31En wat aangaat de opstanding der doden, hebt gij niet gelezen, hetgeen van God tot ulieden gesproken is, Die daar zegt:
31Men om de dødes opstandelse, har I da ikke lest hvad som er sagt eder om den av Gud, som sier:
32Ik ben de God Abrahams, en de God Izaks, en de God Jakobs! God is niet een God der doden, maar der levenden.
32Jeg er Abrahams Gud og Isaks Gud og Jakobs Gud? Han er ikke de dødes Gud, men de levendes.
33En de scharen, dit horende, werden verslagen over Zijn leer.
33Og da folket hørte det, var de slått av forundring over hans lære.
34En de Farizeen, gehoord hebbende, dat Hij de Sadduceen den mond gestopt had, zijn te zamen bijeenvergaderd.
34Men da fariseerne hørte at han hadde stoppet munnen på sadduseerne, kom de sammen;
35En een uit hen, zijnde een Wetgeleerde, heeft gevraagd, Hem verzoekende, en zeggende:
35og en av dem, en lovkyndig, spurte for å friste ham:
36Meester! welk is het grote gebod in de wet?
36Mester! hvilket bud er det største i loven?
37En Jezus zeide tot hem: Gij zult liefhebben den Heere, uw God, met geheel uw hart, en met geheel uw ziel, en met geheel uw verstand.
37Han sa til ham: Du skal elske Herren din Gud av alt ditt hjerte og av all din sjel og av all din hu.
38Dit is het eerste en het grote gebod.
38Dette er det største og første bud.
39En het tweede aan dit gelijk, is: Gij zult uw naaste liefhebben als uzelven.
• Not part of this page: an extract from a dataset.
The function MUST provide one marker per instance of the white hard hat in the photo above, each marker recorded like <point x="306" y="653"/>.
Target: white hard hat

39Men det er et annet som er like så stort: Du skal elske din næste som dig selv.
40Aan deze twee geboden hangt de ganse wet en de profeten.
40På disse to bud hviler hele loven og profetene.
41Als nu de Farizeen samenvergaderd waren, vraagde hun Jezus,
41Men mens fariseerne var samlet, spurte Jesus dem:
42En zeide: Wat dunkt u van den Christus? Wiens Zoon is Hij? Zij zeiden tot Hem: Davids Zoon.
42Hvad tykkes eder om Messias? hvis sønn er han? De sier til ham: Davids.
43Hij zeide tot hen: Hoe noemt Hem dan David, in de Geest, zijn Heere? zeggende:
43Han sier til dem: Hvorledes kan da David i Ånden kalle ham herre, når han sier:
44De Heere heeft gezegd tot Mijn Heere: Zit aan Mijn rechter hand, totdat Ik Uw vijanden zal gezet hebben tot een voetbank Uwer voeten.
44Herren sa til min herre: Sett dig ved min høire hånd, til jeg får lagt dine fiender under dine føtter!
45Indien Hem dan David noemt zijn Heere, hoe is Hij zijn Zoon?
45Kaller nu David ham herre, hvorledes kan han da være hans sønn?
46En niemand kon Hem een woord antwoorden; noch iemand durfde Hem van dien dag aan iets meer vragen.
46Og ingen kunde svare ham et ord, og heller ikke vågde nogen å spørre ham mere fra den dag.